Three hours before writing this, I would not have remotely considered the Suns to be in the Sour Rankings. But the rookie extension deadline has passed without Deandre Ayton securing a long-term deal, the first No. 1 pick since Anthony Bennett not to do so.

Suns general manager James Jones did not negotiate a maximum contract extension with the Bahamian big man, perhaps at the direction of team owner Robert Sarver — but the team did agree to a 4-year, $43 million extension with draft classmate Landry Shamet. As Evan Sidery wrote in regards to Ayton, that's blasphemous, and it could fragment an extremely fun, likable Phoenix squad.

6. Sacramento Kings

Your 2021 Las Vegas Summer League champs are back to fight the longest postseason drought in the league. The Kings are making strides with their young talent, highlighted by the preseason success of No. 9 overall pick Davion Mitchell, and retained a core piece in Richaun Holmes. 

But does it feel like Sacramento is any closer to the playoffs? Buddy Hield was all-but-traded to the Lakers, and his future is now uncertain as the Kings see if a De'Aaron Fox-Tyrese-Haliburton-Mitchell lineup has potential. What about 2018 No. 2 overall pick Marvin Bagley III, who was not extended at Monday's deadline? He's as big of a question mark as one can exist among young prospects league-wide. 

5. Minnesota Timberwolves

There's definitely reason for optimism with the Timberwolves. Anthony Edwards had a phenomenal second half to the 2020-21 season and an overall stellar rookie year. Karl-Anthony Towns can be rid of the awful, awful year-plus he has endured personally. D'Angelo Russell and Malik Beasley can get buckets, Jaden McDaniels and Jarred Vanderbilt are intriguing defensive pieces and Chris Finch had a summer to prep for all of this as head coach. 

But the Gersson Rosas firing and fallout feels all too Timberwolves-y. It's yet another reset for Towns, who was vocally frustrated at training camp. Is the front office in position to guide the team with the season about to start? 

4. Portland Trail Blazers

Larry Nance Jr.'s acquisition partially salvaged what was a wildly terrible offseason in Portland between the Chauncey Billups hiring and the Damian Lillard trade rumors. It appears Lillard is content to stick with the Blazers this season and see how the team operates under its first-year head coach. That's admirable, but it also means the entire season will be laced with tension.
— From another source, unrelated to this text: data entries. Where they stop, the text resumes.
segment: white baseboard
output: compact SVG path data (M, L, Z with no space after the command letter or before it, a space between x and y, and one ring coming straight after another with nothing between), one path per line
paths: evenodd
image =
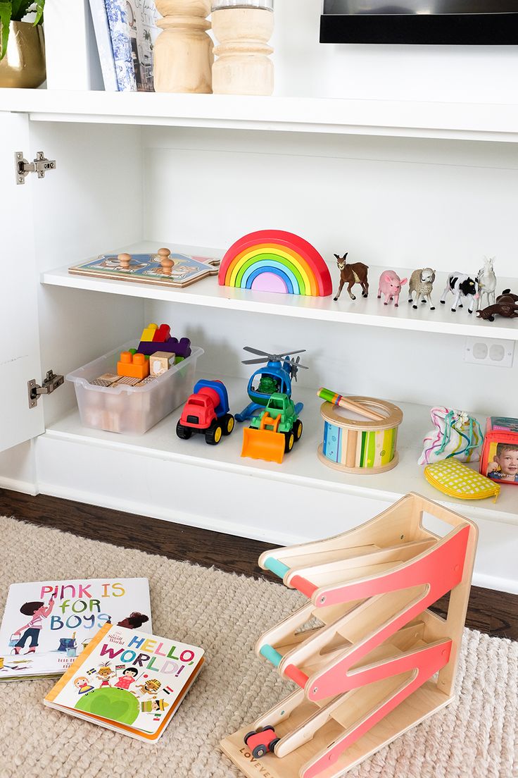
M30 494L35 497L38 494L38 489L30 481L19 481L17 478L8 478L0 475L0 489L10 489L12 492L21 492L23 494ZM0 500L0 507L2 501Z

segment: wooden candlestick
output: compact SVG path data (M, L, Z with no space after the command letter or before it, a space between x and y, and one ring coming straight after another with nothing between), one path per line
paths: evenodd
M210 0L155 0L163 32L153 50L155 92L212 92Z
M161 273L163 275L171 275L172 266L175 264L171 259L171 251L169 248L159 248L157 254L160 258Z
M212 67L216 94L271 95L273 12L267 9L224 8L212 12L212 29L219 44Z

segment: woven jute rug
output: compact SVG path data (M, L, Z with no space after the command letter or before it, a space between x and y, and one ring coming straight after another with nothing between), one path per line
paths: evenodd
M218 743L289 692L253 647L262 632L301 604L300 595L280 584L0 518L1 612L13 582L132 576L149 579L155 633L206 650L206 665L162 740L140 743L44 707L52 681L3 683L1 778L240 774ZM348 776L513 778L517 713L518 643L466 629L457 701Z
Portland should run back a fun, high-scoring offense. Will the defense improve with Nance in the frontcourt? That's the big question. If not, the Blazers will return to playoff mediocrity and potentially push Lillard closer to the exit door. 

3. Dallas Mavericks

The Mavericks were one of my picks for the worst NBA offseason (Jackson Frank also picked them), and nothing in recent weeks has made me feel any better. Mark me down as adamantly opposed to the Jason Kidd hiring. Reggie Bullock is a fine individual player; he is not going to dramatically alter things on the offensive end. Plus, Dallas recently released 2020 draft pick Tyrell Terry, and we haven't seen much of 2020 first-rounder Josh Green. Where does the optimism come from outside of Luka Doncic?

2. Brooklyn Nets

I'm not going to get deep into the Kyrie Irving situation from a public health perspective, celebrity responsibility perspective or general common sense perspective. I don't have anything major to add to those discussions, other than to reinforce that Irving is carelessly and dangerously misusing his power as a public figure. 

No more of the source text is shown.